With the recent talk about the Supreme Court case involving Abigail Fisher, a white woman who brought a suit against the University of Texas-Austin because she was denied admission due to affirmative action quotas, it has brought back a conversation that comes and goes every so often. But it looks like this time around, it may run the risk of being tabled for good. And by that, I mean causing affirmative action to be done away with for once and for all.
Let me preface my argument with this; at one point in time, I strongly debated within myself the validity of affirmative action. I reasoned that during a certain time in our country’s controversial history, the need for black people to have access to opportunities that those in power were not willing to get give them mandated that something be put in place to afford them that. Affirmative action was it. Because of the policy, black people who would have never gotten into certain universities, or certain industries have changed their lives and ultimately changed the world. I concluded that during its “heyday,” it did a lot of good for people of color but perhaps since we have progressed so much from the times of Jim Crow and the civil rights movement and black folks were able to get jobs on their own, affirmative action could be phased out.
Then, an unprecedented amount of black people were killed for what seemed to be sport. We were murdered in the streets of American cities and in the jail cells across the country. I started to realize that while black people have climbed way up the proverbial latter of success, we are still regarded as “lesser thans” in comparison to “others” and that proved something to me.
It proved that although we have been given (and earned) upfront positions and positions of influence, we are still not valued as much as nonwhites. We are not cared for, considered, or counted as much. And for that reason, the resounding answer to what seems to be the million-dollar question right now is yes, affirmative action is still needed.
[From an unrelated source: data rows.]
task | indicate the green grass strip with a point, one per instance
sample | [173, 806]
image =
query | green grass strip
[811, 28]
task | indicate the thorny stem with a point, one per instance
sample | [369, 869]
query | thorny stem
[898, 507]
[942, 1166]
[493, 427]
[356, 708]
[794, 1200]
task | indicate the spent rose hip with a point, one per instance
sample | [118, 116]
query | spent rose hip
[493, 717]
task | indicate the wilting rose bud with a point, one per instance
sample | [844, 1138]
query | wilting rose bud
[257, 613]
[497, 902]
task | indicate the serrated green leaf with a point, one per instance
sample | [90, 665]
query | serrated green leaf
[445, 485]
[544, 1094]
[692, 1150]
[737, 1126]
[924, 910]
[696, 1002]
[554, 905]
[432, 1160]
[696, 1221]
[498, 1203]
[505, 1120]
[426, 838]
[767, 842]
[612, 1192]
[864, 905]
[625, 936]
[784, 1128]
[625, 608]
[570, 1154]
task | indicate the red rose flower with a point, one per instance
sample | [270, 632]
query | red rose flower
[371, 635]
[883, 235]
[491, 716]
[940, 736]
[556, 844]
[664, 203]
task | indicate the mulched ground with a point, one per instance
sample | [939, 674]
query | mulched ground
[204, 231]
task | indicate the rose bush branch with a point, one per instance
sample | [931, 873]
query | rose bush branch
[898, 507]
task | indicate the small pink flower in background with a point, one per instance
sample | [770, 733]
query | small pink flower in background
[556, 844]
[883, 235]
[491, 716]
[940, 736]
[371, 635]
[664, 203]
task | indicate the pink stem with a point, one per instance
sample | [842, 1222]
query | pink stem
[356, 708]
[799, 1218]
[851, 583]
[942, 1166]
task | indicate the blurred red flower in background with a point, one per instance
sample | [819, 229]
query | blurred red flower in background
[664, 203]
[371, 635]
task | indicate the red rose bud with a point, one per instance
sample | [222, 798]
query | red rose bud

And this is what white people, in particular, white women, have to understand. You see, Abigail Fisher and women like her don’t recognize their privilege and many times that causes them to make fools of themselves. Yes, she looks like a fool bringing this suit against affirmative action, which may doom it all together. She then will sit around proudly that she brought down affirmative action. That she ruined chances for others because she was sour, she couldn’t make the cut.
But is that really a win? Because you feel that you were discriminated against over this ONE thing in your lifetime. Imagine how it feels to, on a consistent, lifelong basis, have the color of your skin be the reason that you are overlooked for something in which you are qualified. How would you feel Abigail Fisher and every other person who thinks she is taking a stand, to fight for everything and still have doors slammed in your faces?
Now I know that a lot of people will not get what I am saying, and that’s fine. They’ll call me a racist, an idiot, an “angry black woman,” and that is fine. What is not fine is the audacity that Fisher and others display in their quest to “find justice.” Where is the justice for the millions who came before affirmative action? Does history not mean anything to anyone? Or is it only the history of people like us that we care about? As a black woman, I have had to learn my history on my own because what was taught to me in the public classrooms of America does not reflect the truth. The truth that even with affirmative action, black folks and people of color still are at a disadvantage.
The thing that bothers me the most about this situation, which has been brought to the forefront of the media’s agenda, is that it is rooted in privilege. Privilege is something that I speak on often because it is ever in my face. From social media to TV shows to commercials, I am forever reminded of “my place” in society. When non-women of color like Fisher feel that their “discrimination” is a singular occurrence that happens, it is a slap in the face to those of us who have stood in her shoes and had no other recourse than to encourage ourselves that we’ll get it next time.
What can we really do, though? At this point, it is all in the hands of the Supreme Court and my hope is that they understand what is really at stake here.